Grades 4 and 5

Grades 4 and 5 Interactive Lessons

Successful writing instruction depends on multiple exposures to core concepts, supported by personalized instruction.  Each Grade 4-5 lesson-unit provides a series of learning opportunities over a timeline between two and five class sessions.  Beginning with a learning game, each unit culminates in student independent writing.

 

GRADES 2-3: The eWriting for Kids! program will also include Grades 2-3 lesson-units in each genre.  (Common Core genre standards begin in Grade 2.)  Lessons may address basic skills such as recognizing sentences.  Providing introductory lessons will also enable Grades 4-5 teachers to scaffold and personalize instruction, matching lessons to students’ performance  grade levels.

Hispanic and AFrican American students with teacher at computer

Lesson 1

PERSUASIVE WRITING – WIN THEM OVER!

ObjectivesStudents will:

  1. Write a persuasive letter organized with: A) Strong opening; B) Two or more reasons to support their position; C) Two or more answers to reasons against their position; D) Memorable closing; E) Appropriate tone for their audience.
  1. Revise and edit their first drafts to strengthen organization, arguments and word choice, and observe conventions.

Synopsis:

TV host Jake invites students to jump into a game-show—write the best persuasive letter.  The challenge:  applying 5 keys to persuasion, pick the best arguments to convince your parents to buy a puppy.  After organizing ideas and revising and editing a  draft, winners earn the fun of playing with a virtual puppy.

*Temporarily, Win Them Over will not run on systems lacking Flash players, such as iPads and some Chromebooks.  We’ll have that fixed soon.

Lesson 2

DESCRIPTIVE WRITING – SHARING PERSONAL EXPERIENCES

ObjectivesStudents will:

  1. Write a descriptive essay sharing a personal experience about a person, place or thing;
  2. Use vivid sensory and feeling words and phrases as well as similes and metaphors;
  3. Organize compositions around a main impression, with a strong opening, 3  supporting paragraphs, and a memorable conclusion;
  4. Employ the five step writing process of pre-writing, first draft, revising, editing, and publishing.

Synopsis:

Carmen, editor of the Kids2Kids website, invites the student to build a blog post about an unforgettable day at the beach with friends.  Short first-person videos immerse students in boogie-boarding, building a sandcastle, and singing and roasting hotdogs around a campfire.

Interactively, students choose language describing the videos, sort their words into sense and feeling categories, fill cloze-style blanks in a First Draft, and revise the draft by selecting more vivid words, phrases and similes.

Feet in sand and water
young-reporters-using-recording-devices

Lesson 3 – in development

INFORMATIVE WRITING – JUST THE FACTS!

Objectives—Students will:

  1. Organize information logically, either chronologically or in order of importance.
  2. Introduce their topic clearly, with a general observation.
  3. Develop the topic with facts, definitions, concrete details and quotations.
  4. Employ illustrations and multimedia.
  5. Use precise language and domain-specific vocabulary.
  6. Provide a concluding statement.

Synopsis:

 

Students will play the role of reporters for their school website, covering kids’ efforts to help save the planet from global pollution and climate change. Students will research online and interview local scientists and activists, including doubters.

Lesson 4 – in development

NARRATVE WRITING – LET’S WRITE A STORY

ObjectivesStudents will
Write narratives to develop real or imagined experiences or events using effective technique, descriptive details, and well-structured event sequences.
a.

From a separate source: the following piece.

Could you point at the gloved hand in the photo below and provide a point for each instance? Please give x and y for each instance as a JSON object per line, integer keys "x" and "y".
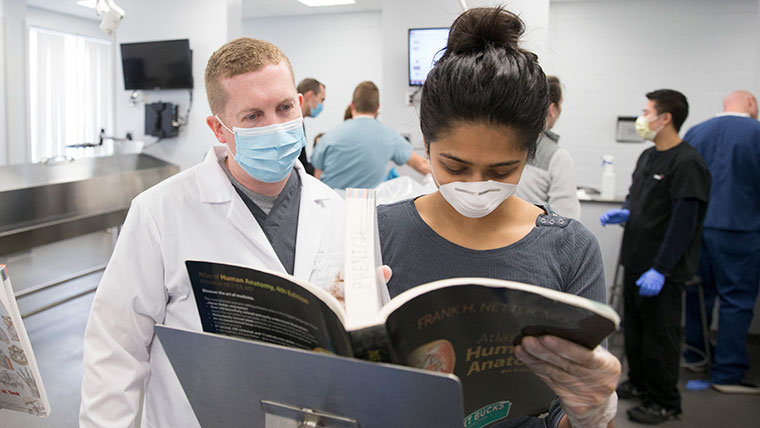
{"x": 615, "y": 216}
{"x": 650, "y": 283}
{"x": 584, "y": 380}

Orient the reader by establishing a setting, characters, and situation;
b. Introduce a change which triggers the plot;
c. Develop a conflict in response to the trigger event;
d. Bring the conflict to a climax;
e. Provide a resolution that follows credibly from the events;
f. Use narrative techniques, such as dialogue, description, and pacing;
g. Use a variety of transitional words, phrases, and clauses to manage the sequence of events;
h. Use concrete words and phrases and sensory details to convey experiences and events precisely.

Synopsis:

Students see a graphic-novel cover with the title: The Treasure in the Haunted Castle. A book editor invites the student to create a scary story in which characters dare to go in the spooky place and overcome a villain to capture the treasure.

 

Story-arc is modeled for students as a series of links in a chain: Set-up & Characters; Trigger; Conflict; Climax; Resolution. To build their stories, students will pick one of 3 options at the start of each link.